The Fed launched the emergency lending facility Sunday night to stem a wide-scale bank run by unsecured depositors following the failure of Silicon Valley Bank. By statute, the Fed doesn’t have to identify the borrowers until one year after the program ends, which for now is scheduled for March 11, 2024.

One year after that, the Fed said it will disclose the names and identifying details of each participant, the amount borrowed, the interest rate on the loans and details on the collateral pledged or assets transferred in connection with participation in the facility.

The Fed also eased terms on its standing discount window facility, which are already reported in the weekly balance sheet report. The last update showed the Fed had only $4.6 billion outstanding at the discount window, as of March 8.

Investors remain wary. The KBW regional banking index was down around 6% in late afternoon trading Monday. 
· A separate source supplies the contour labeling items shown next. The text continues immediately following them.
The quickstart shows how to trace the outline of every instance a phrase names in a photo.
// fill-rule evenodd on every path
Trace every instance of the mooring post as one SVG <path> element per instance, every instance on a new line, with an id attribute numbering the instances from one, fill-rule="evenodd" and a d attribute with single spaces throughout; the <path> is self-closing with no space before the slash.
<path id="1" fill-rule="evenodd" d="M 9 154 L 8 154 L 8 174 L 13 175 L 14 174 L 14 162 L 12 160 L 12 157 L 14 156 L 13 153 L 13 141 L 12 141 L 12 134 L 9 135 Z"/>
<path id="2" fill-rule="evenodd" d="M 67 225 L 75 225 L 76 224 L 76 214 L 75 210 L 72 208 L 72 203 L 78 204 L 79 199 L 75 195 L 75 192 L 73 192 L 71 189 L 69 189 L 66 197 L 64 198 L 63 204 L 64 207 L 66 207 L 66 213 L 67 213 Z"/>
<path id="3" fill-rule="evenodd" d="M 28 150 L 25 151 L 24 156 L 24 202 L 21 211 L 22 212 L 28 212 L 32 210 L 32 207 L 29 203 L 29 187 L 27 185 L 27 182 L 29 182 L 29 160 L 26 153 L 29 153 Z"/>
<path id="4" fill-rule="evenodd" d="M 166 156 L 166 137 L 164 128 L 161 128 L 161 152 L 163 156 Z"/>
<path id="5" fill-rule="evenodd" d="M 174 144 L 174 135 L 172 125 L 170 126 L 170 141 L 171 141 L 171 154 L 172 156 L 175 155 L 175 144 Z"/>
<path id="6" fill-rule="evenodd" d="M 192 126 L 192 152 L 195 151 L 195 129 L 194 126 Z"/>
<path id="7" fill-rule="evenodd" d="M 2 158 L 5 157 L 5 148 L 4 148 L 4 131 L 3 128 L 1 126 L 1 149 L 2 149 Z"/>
Government officials said stock market gyrations were not cause for concern on their own, and emphasized they were keeping a closer eye on deposit outflows and uptake of the Fed’s new emergency lending facility. 

If depositors are staying put, that’s a good sign, one of the people said. The extent to which banks are tapping the Fed’s new credit program will also help regulators judge whether the financial system is stabilizing. But the person added that turmoil in bank stocks Monday show why officials’ dramatic actions on Sunday were justified.